On 3 April, 41 people lost their lives 24km off the coast of Tan-Tan, Morocco. Their boat departed from southern Morocco with 62 people onboard (36 men, 22 women and 4 children). After receiving distress calls, the Spanish NGO Caminando Fronteras alerted Spanish rescue teams, but by the time Moroccan authorities arrived, two women died, and 39 migrants had gone missing.  

In Sub-Saharan Africa, 64 Ethiopians died in a shipping container while traveling to South Africa on 24 March. Their remains were found when the truck they were hidden in was stopped at a checkpoint in Tete, Mozambique. At least 70 people have died during migration in Mozambique since 2015, as documented by the Missing Migrants Project. Most were Ethiopians bound for South Africa. 
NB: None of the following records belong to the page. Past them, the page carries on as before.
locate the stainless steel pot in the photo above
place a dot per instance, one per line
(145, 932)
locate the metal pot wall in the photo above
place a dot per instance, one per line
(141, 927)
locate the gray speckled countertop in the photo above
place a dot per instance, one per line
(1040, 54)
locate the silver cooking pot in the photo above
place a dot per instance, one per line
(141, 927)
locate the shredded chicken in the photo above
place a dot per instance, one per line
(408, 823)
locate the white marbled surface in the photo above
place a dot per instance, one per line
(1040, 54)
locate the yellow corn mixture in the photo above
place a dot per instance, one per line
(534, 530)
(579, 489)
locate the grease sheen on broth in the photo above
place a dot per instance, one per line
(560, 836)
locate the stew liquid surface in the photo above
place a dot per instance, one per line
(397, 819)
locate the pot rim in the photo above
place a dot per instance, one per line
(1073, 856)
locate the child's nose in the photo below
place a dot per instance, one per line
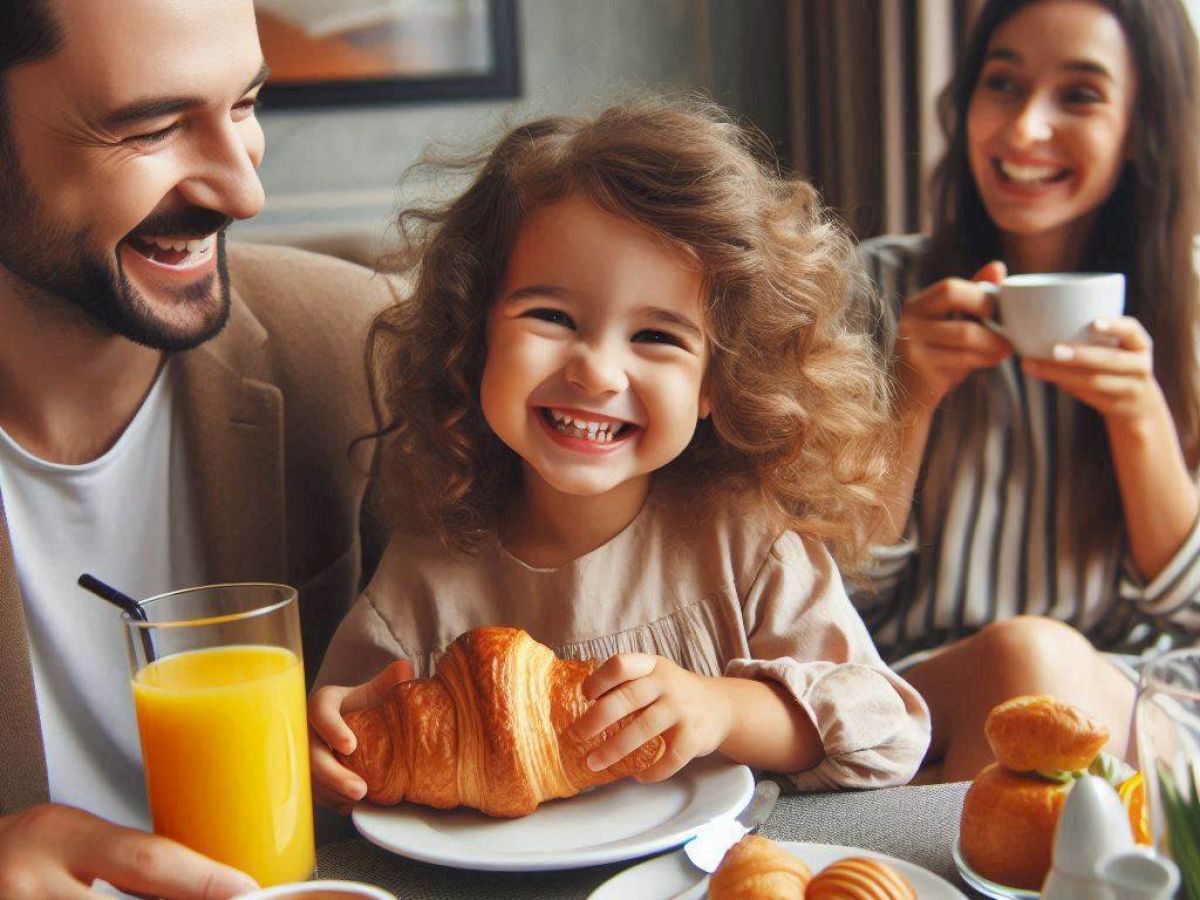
(597, 371)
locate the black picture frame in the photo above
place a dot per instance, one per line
(503, 81)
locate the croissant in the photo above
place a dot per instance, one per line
(757, 869)
(859, 879)
(490, 730)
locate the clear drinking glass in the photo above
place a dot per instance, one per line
(219, 688)
(1168, 733)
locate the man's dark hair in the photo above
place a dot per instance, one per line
(28, 33)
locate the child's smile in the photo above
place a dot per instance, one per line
(587, 432)
(595, 351)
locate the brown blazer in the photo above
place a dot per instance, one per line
(271, 406)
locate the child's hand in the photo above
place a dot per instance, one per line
(689, 711)
(333, 784)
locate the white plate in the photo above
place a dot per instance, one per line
(985, 887)
(624, 820)
(670, 875)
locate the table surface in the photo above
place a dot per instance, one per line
(913, 823)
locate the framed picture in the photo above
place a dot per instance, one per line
(370, 52)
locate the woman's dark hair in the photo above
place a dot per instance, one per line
(1145, 229)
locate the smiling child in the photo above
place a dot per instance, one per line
(628, 390)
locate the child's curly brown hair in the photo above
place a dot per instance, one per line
(799, 397)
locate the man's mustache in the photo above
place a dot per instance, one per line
(191, 222)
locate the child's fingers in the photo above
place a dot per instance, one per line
(615, 706)
(677, 755)
(378, 688)
(331, 777)
(617, 670)
(652, 721)
(325, 718)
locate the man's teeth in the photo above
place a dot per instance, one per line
(196, 245)
(576, 427)
(1030, 174)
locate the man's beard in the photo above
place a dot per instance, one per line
(59, 262)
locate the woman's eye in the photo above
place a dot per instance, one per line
(1080, 96)
(153, 137)
(652, 336)
(1000, 84)
(555, 317)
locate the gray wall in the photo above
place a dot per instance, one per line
(331, 175)
(336, 171)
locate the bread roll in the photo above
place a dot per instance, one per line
(1043, 735)
(759, 869)
(1008, 825)
(859, 879)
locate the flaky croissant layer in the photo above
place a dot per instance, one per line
(490, 730)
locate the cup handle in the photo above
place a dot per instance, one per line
(993, 288)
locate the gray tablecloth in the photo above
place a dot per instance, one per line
(913, 823)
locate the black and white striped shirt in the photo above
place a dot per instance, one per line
(994, 549)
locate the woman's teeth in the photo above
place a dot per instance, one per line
(1030, 174)
(575, 427)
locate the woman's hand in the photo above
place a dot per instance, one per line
(940, 340)
(333, 784)
(1117, 381)
(689, 711)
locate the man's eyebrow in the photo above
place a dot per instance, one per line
(1079, 65)
(147, 109)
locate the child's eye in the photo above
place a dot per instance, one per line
(652, 336)
(555, 317)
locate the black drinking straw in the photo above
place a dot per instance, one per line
(123, 601)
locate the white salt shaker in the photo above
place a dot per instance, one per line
(1095, 857)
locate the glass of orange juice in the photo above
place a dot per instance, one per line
(219, 689)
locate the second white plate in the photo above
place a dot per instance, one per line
(624, 820)
(667, 876)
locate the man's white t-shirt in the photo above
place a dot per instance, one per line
(126, 519)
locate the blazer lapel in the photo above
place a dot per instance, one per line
(234, 445)
(23, 780)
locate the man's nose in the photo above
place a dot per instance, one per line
(1033, 121)
(597, 370)
(226, 177)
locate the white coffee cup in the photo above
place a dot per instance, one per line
(1038, 311)
(321, 891)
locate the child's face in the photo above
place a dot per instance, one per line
(595, 349)
(1049, 118)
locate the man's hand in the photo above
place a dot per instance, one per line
(53, 851)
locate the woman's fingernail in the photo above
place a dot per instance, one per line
(1062, 352)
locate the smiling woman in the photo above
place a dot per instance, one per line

In the Americas this month, four people died in separate train accidents. This continues to be a means of transportation widely used by migrants traveling across Mexico, despite the danger. At least nine migrants drowned in the Río Bravo while trying to cross into the US, while the remains of two more migrants were found in Texas. Further south, in Colombia, three Venezuelan migrants (a woman and two men) were murdered when seeking to spend the night in the municipality of Puerto Asís, Putumayo. Local NGOs have warned that in Puerto Asís xenophobic posters threatening Venezuelans are common. 

Missing Migrants Project data are compiled by IOM staff based at its Global Migration Data Analysis Centre but come from a variety of sources, some of which are unofficial. To learn more about how data on migrants’ deaths and disappearances are collected, click here. The report Fatal Journeys Volume 4, published on 28 June 2019, includes an overview of five years of Missing Migrants Project data (2014-2018) and an update on what is known about deaths during migration in 2019.